How to “Catch a Falling Knife” for Big Profits
How to “Catch a Falling Knife” for Big Profits by Justin Spittler – Casey Research
Justin’s note: The markets and our offices are closed in observance of Labor Day. So for today’s Dispatch, I want to share a classic piece from our colleague, master trader Jeff Clark. Below, Jeff shows how you can find when a stock has hit bottom… and score a windfall profit from its recovery…
By Jeff Clark, editor, Market Minute
Most traders are familiar with the cliché Wall Street warning of “don’t catch a falling knife.”

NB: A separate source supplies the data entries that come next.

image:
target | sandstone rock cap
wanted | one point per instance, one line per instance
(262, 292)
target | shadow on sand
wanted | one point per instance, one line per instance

You see, buying into a stock that is falling sharply is generally a bad idea. While picking the bottom of a stock can lead to massive gains… if you buy at the wrong time, it can also lead to big losses. And, frankly, most of the time… that’s what happens.
But there are times when the knife is so close to the ground – where the risk of further loss is minimal, and where the potential gains are so enormous – that it makes sense to reach out and grab it.
Today, I’m going to show you how to find these setups…
Let’s start by looking at an example. Take a look at this chart of Lululemon Athletica (LULU), the sports apparel manufacturer known best for its line of yoga clothes…
Back in December 2013, LULU shares dropped nearly 20% overnight (point 1 on the chart) in reaction to some bad news from the company. Now, it doesn’t matter what the actual news was. The important thing to recognize here is that this was NOT a good time to buy shares of LULU. Bad news is usually NOT a one-time event. There’s almost always a second shoe to drop.
So if you want to profit from “falling knives,” the first rule to follow is to never buy a stock on the first decline from bad news. There’s usually more trouble to come.